Chapter 15, Modern Challenges

On page 209 of Introducing Islam the term “muhajababes” appears. More about this will be found in the book, Muhajababes, by Allegra Stratton, Melbourne University Press, 2006.


Modernism: the following from a twentieth century Egyptian politician and statesman is a good example of Islamic modernism:

The difference between Islam and most other religions is that it did not content itself with merely establishing acts of worship and abandon the needs of society to a Caesar or any form of temporal governing body. Rather, Islam established ways of conduct, relationships, and rights and obligations for the individual vis-a-vis members of his family and the nation and for the nation vis-a-vis other nations. The reform of society was the main target of Islam.

. . .

Upon perusal of the Holy Book (Qur'an) and the Sunna, and upon examination of Islamic history during the era of the Rightly Guided Caliphs (al-Khulafā' al-Rāshidūn), we find that Islam is definite and conclusive on all general principles* suitable for all times, places and peoples. When it comes to implementing these principles, one can see clearly the flexibility of the Islamic Shari‘ah and the authority it gives to our reason and our effort (ijtihād). The Shari‘ah in effect upholds the guidance given by the Prophet when he said, "you know best about your earthly matters." Thus there is a wide scope for human opinion and it is up to reason and experience to distinguish correct from incorrect action, to show the road to the general welfare (maṣlaḥa) and to steer clear of harm.

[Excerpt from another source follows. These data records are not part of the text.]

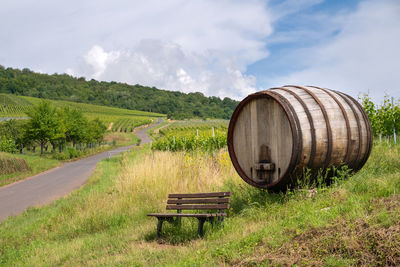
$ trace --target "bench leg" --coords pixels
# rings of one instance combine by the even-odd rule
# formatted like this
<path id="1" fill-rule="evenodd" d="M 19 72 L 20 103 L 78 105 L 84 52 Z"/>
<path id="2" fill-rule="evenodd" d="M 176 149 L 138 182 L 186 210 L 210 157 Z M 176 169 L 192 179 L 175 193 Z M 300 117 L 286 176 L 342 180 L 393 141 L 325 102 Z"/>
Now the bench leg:
<path id="1" fill-rule="evenodd" d="M 199 226 L 197 228 L 197 232 L 198 232 L 200 237 L 203 237 L 203 235 L 204 235 L 204 233 L 203 233 L 203 225 L 204 225 L 204 222 L 206 221 L 206 219 L 205 218 L 198 218 L 198 220 L 199 220 Z"/>
<path id="2" fill-rule="evenodd" d="M 181 228 L 182 226 L 182 218 L 181 217 L 177 217 L 174 221 L 175 225 L 177 225 L 179 228 Z"/>
<path id="3" fill-rule="evenodd" d="M 162 218 L 158 218 L 158 223 L 157 223 L 157 237 L 161 237 L 161 229 L 162 229 L 162 224 L 164 220 Z"/>

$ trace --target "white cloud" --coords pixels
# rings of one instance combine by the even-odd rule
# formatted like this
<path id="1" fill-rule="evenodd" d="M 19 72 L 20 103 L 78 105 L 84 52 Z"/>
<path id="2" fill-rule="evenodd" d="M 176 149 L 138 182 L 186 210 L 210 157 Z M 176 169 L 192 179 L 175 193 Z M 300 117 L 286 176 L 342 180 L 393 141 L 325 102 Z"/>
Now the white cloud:
<path id="1" fill-rule="evenodd" d="M 0 64 L 236 99 L 260 81 L 265 88 L 315 84 L 400 97 L 400 2 L 363 0 L 338 13 L 329 3 L 310 8 L 320 2 L 4 0 Z M 291 19 L 299 24 L 285 28 Z M 304 48 L 310 39 L 316 45 Z M 266 59 L 267 45 L 282 43 L 289 46 L 279 59 Z M 246 73 L 254 62 L 257 79 Z M 301 71 L 260 71 L 271 65 L 274 74 Z"/>
<path id="2" fill-rule="evenodd" d="M 237 98 L 256 90 L 255 77 L 244 75 L 219 51 L 190 53 L 176 44 L 143 40 L 124 51 L 95 45 L 83 58 L 81 69 L 69 69 L 70 74 L 220 97 Z"/>
<path id="3" fill-rule="evenodd" d="M 271 84 L 319 85 L 358 96 L 369 91 L 400 97 L 400 2 L 364 1 L 334 19 L 340 32 L 322 44 L 295 50 L 306 67 L 271 79 Z"/>
<path id="4" fill-rule="evenodd" d="M 120 53 L 118 51 L 104 52 L 99 45 L 94 45 L 84 56 L 85 62 L 93 68 L 92 77 L 99 79 L 107 68 L 107 65 L 118 60 Z M 67 69 L 67 71 L 71 69 Z M 73 73 L 73 71 L 72 71 Z"/>
<path id="5" fill-rule="evenodd" d="M 68 73 L 234 98 L 256 90 L 255 77 L 243 73 L 268 55 L 272 34 L 262 1 L 141 1 L 119 7 L 115 30 L 108 27 Z"/>

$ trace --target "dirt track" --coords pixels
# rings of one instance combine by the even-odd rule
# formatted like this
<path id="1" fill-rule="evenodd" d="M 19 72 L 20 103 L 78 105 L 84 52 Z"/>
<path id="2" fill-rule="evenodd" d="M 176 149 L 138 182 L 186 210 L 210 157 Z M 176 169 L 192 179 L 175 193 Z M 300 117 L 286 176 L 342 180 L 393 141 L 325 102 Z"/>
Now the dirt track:
<path id="1" fill-rule="evenodd" d="M 162 120 L 158 119 L 156 124 L 137 133 L 142 144 L 151 142 L 146 131 L 160 123 Z M 0 221 L 8 216 L 19 214 L 28 207 L 49 204 L 81 187 L 89 179 L 100 160 L 107 158 L 109 153 L 114 156 L 127 151 L 130 147 L 132 146 L 120 147 L 75 162 L 65 163 L 61 167 L 0 188 Z"/>

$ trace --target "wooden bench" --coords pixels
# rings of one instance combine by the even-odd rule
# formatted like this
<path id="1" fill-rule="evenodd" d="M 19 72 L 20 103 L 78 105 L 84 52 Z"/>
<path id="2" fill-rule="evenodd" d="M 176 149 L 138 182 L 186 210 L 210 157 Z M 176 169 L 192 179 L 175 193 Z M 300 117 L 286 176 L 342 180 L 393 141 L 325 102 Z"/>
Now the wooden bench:
<path id="1" fill-rule="evenodd" d="M 161 236 L 161 228 L 164 221 L 180 224 L 182 217 L 193 217 L 199 220 L 198 234 L 203 237 L 204 222 L 222 222 L 229 209 L 231 192 L 197 193 L 197 194 L 169 194 L 167 210 L 177 210 L 177 213 L 150 213 L 147 216 L 157 217 L 157 237 Z M 217 210 L 214 213 L 182 213 L 182 210 Z M 176 219 L 174 219 L 176 218 Z"/>

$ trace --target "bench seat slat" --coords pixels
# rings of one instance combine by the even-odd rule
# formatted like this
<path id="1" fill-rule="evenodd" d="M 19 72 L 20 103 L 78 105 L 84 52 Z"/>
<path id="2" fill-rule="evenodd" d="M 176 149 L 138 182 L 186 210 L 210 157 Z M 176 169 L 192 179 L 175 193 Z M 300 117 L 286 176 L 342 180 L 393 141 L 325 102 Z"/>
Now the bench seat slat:
<path id="1" fill-rule="evenodd" d="M 206 204 L 230 203 L 230 198 L 193 198 L 193 199 L 168 199 L 167 204 Z"/>
<path id="2" fill-rule="evenodd" d="M 196 218 L 210 218 L 210 217 L 225 217 L 226 213 L 150 213 L 147 216 L 154 216 L 154 217 L 164 217 L 164 218 L 171 218 L 171 217 L 196 217 Z"/>
<path id="3" fill-rule="evenodd" d="M 169 194 L 169 198 L 203 198 L 203 197 L 230 197 L 232 192 L 213 192 L 195 194 Z"/>
<path id="4" fill-rule="evenodd" d="M 167 210 L 224 210 L 229 209 L 229 204 L 211 205 L 167 205 Z"/>

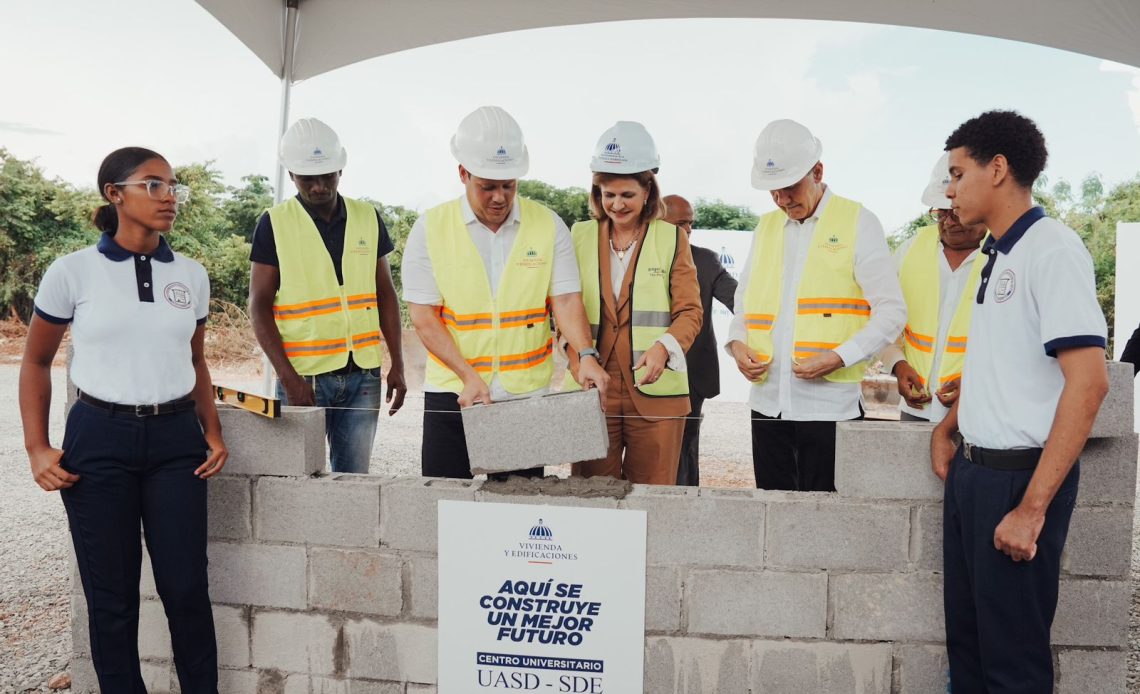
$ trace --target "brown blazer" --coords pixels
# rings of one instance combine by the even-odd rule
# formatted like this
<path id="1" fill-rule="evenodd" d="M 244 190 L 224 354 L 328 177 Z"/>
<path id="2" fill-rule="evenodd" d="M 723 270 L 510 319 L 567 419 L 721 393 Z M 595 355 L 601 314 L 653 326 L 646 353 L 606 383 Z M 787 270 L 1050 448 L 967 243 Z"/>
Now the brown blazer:
<path id="1" fill-rule="evenodd" d="M 658 222 L 657 233 L 667 233 L 675 230 L 672 224 Z M 602 366 L 611 359 L 616 359 L 621 367 L 622 379 L 626 382 L 626 389 L 632 395 L 634 408 L 643 417 L 680 417 L 689 413 L 689 398 L 687 396 L 675 398 L 650 397 L 642 395 L 634 388 L 633 378 L 633 347 L 630 339 L 630 315 L 632 302 L 629 300 L 630 285 L 633 283 L 633 273 L 637 268 L 638 258 L 641 256 L 643 244 L 637 244 L 634 249 L 633 260 L 629 263 L 625 277 L 622 279 L 621 294 L 614 296 L 610 284 L 610 235 L 609 220 L 601 220 L 598 229 L 598 281 L 601 283 L 601 322 L 598 326 L 598 352 L 601 353 Z M 590 281 L 583 277 L 583 282 Z M 701 331 L 701 288 L 697 284 L 697 268 L 693 264 L 693 253 L 689 249 L 688 234 L 677 234 L 677 257 L 673 262 L 673 270 L 669 275 L 669 291 L 673 299 L 673 324 L 669 326 L 668 333 L 677 339 L 681 349 L 688 351 Z M 610 387 L 616 388 L 615 382 Z"/>

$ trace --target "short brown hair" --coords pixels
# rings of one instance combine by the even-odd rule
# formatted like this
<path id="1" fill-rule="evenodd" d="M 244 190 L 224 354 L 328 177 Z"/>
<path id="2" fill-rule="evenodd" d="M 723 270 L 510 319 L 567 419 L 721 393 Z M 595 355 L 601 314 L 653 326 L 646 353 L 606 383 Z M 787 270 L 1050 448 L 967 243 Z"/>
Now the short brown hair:
<path id="1" fill-rule="evenodd" d="M 657 176 L 652 171 L 642 171 L 635 174 L 595 173 L 593 183 L 590 186 L 591 217 L 601 220 L 606 216 L 605 208 L 602 207 L 602 184 L 622 178 L 637 181 L 642 188 L 649 191 L 649 197 L 645 200 L 645 207 L 641 208 L 641 217 L 637 220 L 638 222 L 646 224 L 665 216 L 665 204 L 661 202 L 661 189 L 657 186 Z"/>

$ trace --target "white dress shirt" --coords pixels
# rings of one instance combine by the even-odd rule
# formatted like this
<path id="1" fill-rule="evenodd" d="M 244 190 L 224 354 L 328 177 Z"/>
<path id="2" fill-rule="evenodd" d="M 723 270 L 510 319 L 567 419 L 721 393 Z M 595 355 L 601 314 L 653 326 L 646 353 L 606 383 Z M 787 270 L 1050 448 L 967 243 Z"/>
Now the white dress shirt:
<path id="1" fill-rule="evenodd" d="M 907 239 L 903 242 L 898 250 L 895 251 L 895 266 L 898 270 L 902 271 L 903 258 L 906 257 L 910 247 L 914 245 L 914 237 Z M 943 250 L 942 242 L 938 242 L 938 296 L 941 301 L 938 305 L 938 335 L 934 341 L 934 367 L 931 373 L 937 374 L 938 367 L 942 362 L 942 353 L 946 349 L 946 337 L 950 334 L 950 323 L 954 320 L 954 314 L 958 311 L 958 300 L 962 298 L 962 290 L 966 288 L 966 282 L 970 279 L 970 268 L 974 266 L 974 259 L 978 256 L 978 249 L 974 249 L 970 255 L 956 268 L 950 269 L 950 261 L 946 259 L 946 253 Z M 895 368 L 895 364 L 906 359 L 903 348 L 896 341 L 893 344 L 887 345 L 883 350 L 880 358 L 883 361 L 883 371 L 891 373 Z M 913 364 L 911 366 L 914 366 Z M 923 377 L 926 374 L 920 374 Z M 936 379 L 931 379 L 931 383 L 927 388 L 933 396 L 934 391 L 938 390 Z M 926 403 L 922 409 L 911 407 L 906 404 L 906 400 L 899 399 L 899 410 L 907 414 L 928 419 L 937 424 L 941 422 L 950 408 L 938 402 L 938 398 L 931 397 L 930 402 Z"/>
<path id="2" fill-rule="evenodd" d="M 629 264 L 633 260 L 633 251 L 637 247 L 637 240 L 635 239 L 629 247 L 622 252 L 625 257 L 619 257 L 617 251 L 614 249 L 613 243 L 610 244 L 610 287 L 614 290 L 614 297 L 621 296 L 621 285 L 625 280 L 625 273 L 629 270 Z M 669 333 L 665 333 L 657 338 L 657 342 L 665 348 L 669 354 L 668 360 L 665 362 L 672 371 L 686 372 L 689 370 L 689 364 L 685 361 L 685 350 L 681 349 L 681 343 L 677 342 L 677 338 Z"/>
<path id="3" fill-rule="evenodd" d="M 780 309 L 772 327 L 774 356 L 768 365 L 768 378 L 752 384 L 749 406 L 768 417 L 795 421 L 840 421 L 859 416 L 862 388 L 859 383 L 834 383 L 824 378 L 804 380 L 792 374 L 795 337 L 796 294 L 811 247 L 819 215 L 831 199 L 825 188 L 815 212 L 802 222 L 789 218 L 784 224 L 783 286 Z M 735 311 L 729 327 L 725 351 L 734 340 L 748 344 L 744 327 L 744 296 L 752 271 L 752 250 L 736 289 Z M 906 305 L 899 287 L 895 264 L 883 236 L 883 225 L 867 208 L 859 210 L 855 231 L 855 281 L 871 304 L 871 319 L 859 332 L 835 349 L 844 364 L 854 364 L 878 354 L 894 341 L 906 324 Z"/>
<path id="4" fill-rule="evenodd" d="M 491 294 L 499 289 L 499 279 L 503 276 L 503 268 L 511 255 L 511 248 L 519 235 L 521 215 L 518 199 L 511 208 L 507 220 L 498 231 L 491 231 L 475 216 L 467 196 L 460 198 L 463 222 L 467 225 L 467 233 L 483 260 L 483 267 L 487 271 L 487 279 L 491 283 Z M 581 280 L 578 277 L 578 258 L 574 254 L 574 243 L 570 239 L 570 230 L 562 218 L 553 211 L 554 218 L 554 266 L 550 275 L 549 296 L 573 294 L 582 291 Z M 402 277 L 404 281 L 404 301 L 425 306 L 439 306 L 443 303 L 443 295 L 439 292 L 439 285 L 435 281 L 435 273 L 431 266 L 431 257 L 427 247 L 427 215 L 420 215 L 412 225 L 408 234 L 408 242 L 404 247 Z M 510 393 L 499 382 L 498 374 L 491 380 L 491 399 L 509 400 L 512 398 L 529 397 L 546 393 L 548 388 L 541 388 L 531 393 Z M 424 384 L 424 390 L 431 393 L 449 392 L 431 383 Z"/>

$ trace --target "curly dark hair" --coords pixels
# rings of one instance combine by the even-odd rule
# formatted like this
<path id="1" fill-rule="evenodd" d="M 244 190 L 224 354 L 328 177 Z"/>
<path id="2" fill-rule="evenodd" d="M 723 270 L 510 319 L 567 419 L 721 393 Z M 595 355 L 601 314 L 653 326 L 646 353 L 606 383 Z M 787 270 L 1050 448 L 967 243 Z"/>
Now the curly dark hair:
<path id="1" fill-rule="evenodd" d="M 979 164 L 1005 156 L 1014 180 L 1026 188 L 1033 186 L 1049 158 L 1037 124 L 1016 111 L 986 111 L 959 125 L 946 138 L 946 151 L 958 147 L 965 147 Z"/>

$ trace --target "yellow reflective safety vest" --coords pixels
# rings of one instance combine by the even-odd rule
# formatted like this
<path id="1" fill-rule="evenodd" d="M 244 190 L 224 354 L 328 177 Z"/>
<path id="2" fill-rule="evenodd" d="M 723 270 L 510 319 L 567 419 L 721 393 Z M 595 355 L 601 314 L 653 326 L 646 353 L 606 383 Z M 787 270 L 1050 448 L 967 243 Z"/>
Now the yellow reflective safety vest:
<path id="1" fill-rule="evenodd" d="M 554 271 L 554 218 L 522 197 L 518 236 L 491 294 L 487 269 L 467 225 L 460 200 L 425 213 L 428 257 L 443 297 L 440 321 L 483 381 L 496 374 L 510 393 L 550 385 L 554 368 L 550 333 L 550 277 Z M 429 352 L 426 380 L 437 388 L 463 390 L 463 381 Z"/>
<path id="2" fill-rule="evenodd" d="M 380 224 L 372 205 L 342 199 L 348 216 L 341 256 L 343 286 L 313 218 L 300 201 L 290 198 L 269 209 L 281 271 L 273 318 L 285 355 L 302 376 L 335 371 L 348 363 L 350 353 L 361 368 L 380 366 L 376 303 Z"/>
<path id="3" fill-rule="evenodd" d="M 570 233 L 574 238 L 574 253 L 578 256 L 578 272 L 582 278 L 582 302 L 586 306 L 586 319 L 596 346 L 602 320 L 601 283 L 610 281 L 609 277 L 601 276 L 598 262 L 598 222 L 578 222 Z M 673 324 L 673 295 L 669 280 L 677 257 L 679 233 L 672 224 L 655 219 L 649 223 L 641 241 L 641 252 L 637 256 L 630 288 L 629 334 L 634 364 Z M 640 381 L 644 374 L 645 367 L 634 371 L 634 381 Z M 580 387 L 567 373 L 563 390 Z M 689 394 L 689 376 L 666 367 L 660 378 L 637 389 L 651 397 L 686 396 Z"/>
<path id="4" fill-rule="evenodd" d="M 935 343 L 938 336 L 938 313 L 942 306 L 938 282 L 939 255 L 938 226 L 926 226 L 918 230 L 914 241 L 907 249 L 899 265 L 899 284 L 902 285 L 906 300 L 906 329 L 903 331 L 903 354 L 907 362 L 918 372 L 924 387 L 929 383 L 938 390 L 954 379 L 962 377 L 962 365 L 966 363 L 966 341 L 970 330 L 970 315 L 974 310 L 978 279 L 986 264 L 986 256 L 978 253 L 970 267 L 970 275 L 962 295 L 958 297 L 958 308 L 950 321 L 946 335 L 946 346 L 938 360 L 938 373 L 934 374 Z M 937 376 L 937 378 L 935 378 Z"/>
<path id="5" fill-rule="evenodd" d="M 855 281 L 855 233 L 862 207 L 832 194 L 815 225 L 796 291 L 794 361 L 839 347 L 871 319 L 871 304 L 863 298 L 863 290 Z M 752 267 L 744 291 L 744 325 L 748 346 L 763 363 L 770 362 L 775 352 L 772 328 L 784 286 L 787 220 L 783 210 L 765 214 L 752 239 Z M 824 378 L 836 383 L 857 383 L 863 380 L 865 367 L 865 362 L 850 364 Z"/>

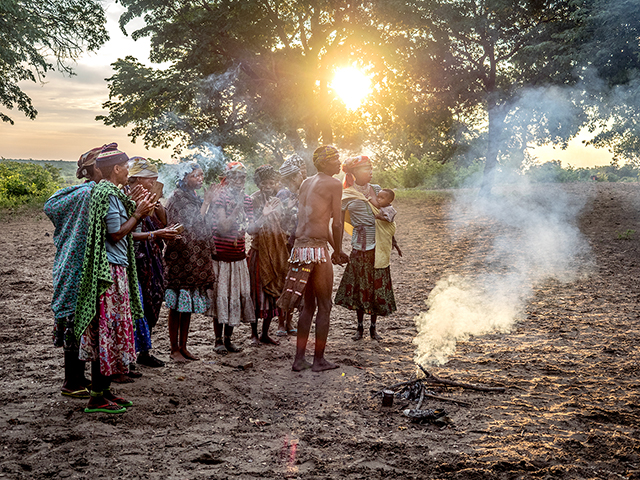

Abd al-Rahman 'Azzam, The Eternal Message of Muhammad, English translation by Caesar E. Farah (New York: New American Library, 1964), pp. 82, 105 (translation of second paragraph modified).
*The general principles include justice, freedom, brotherhood of man, the value of work, religious tolerance, and the redistribution of excess wealth (Ibid., pp. 54ff, 90-92, 101-102)


This statement comes from Abul ‘Ala’ Mawdudi, founder of the Jama‘at-i Islami in India/Pakistan and probably the most influential Islamist leader and thinker.

"The entire Muslim population runs the state in accordance with the Book of God and the practice of His Prophet. If I were permitted to coin a new term, I would describe this system of government as a ‘theo-democracy’, that is to say a divine democratic government, because under it the Muslims have been given a limited popular sovereignty under the suzerainty of God. The executive under this system of government is constituted by the general will of the Muslims who have also the right to depose it. All administrative matters and all questions about which no explicit injunction is to be found in the Shari‘ah are settled by the consensus of opinion among the Muslims. Every Muslim who is capable and qualified to give a sound opinion on matters of Islamic law, is entitled to interpret the law of God when such interpretation become necessary. In this sense the Islamic polity is a democracy. But as has been explained above, it is a theocracy in the sense that where an explicit command of God or His Prophet already exists, no Muslim leader or legislature, or any religious scholar can form an independent judgment, not even all the Muslims of the world put together, have any right to make the least alteration in it. “ This is from The Islamic Law and Constitution, revised edition, Lahore: Islamic Publications, 1960, reprint 1975, translated by Khurshid Ahmad, pp 132-3.


The “Benefits” of Modernization.

Cairo parking lot and billboard advertising a movie called “And I Fell into a Sea of Honey”. This kind of Westernization concerns many Muslims and helps to fuel Islamism. It may have been an Islamist who defaced this billboard.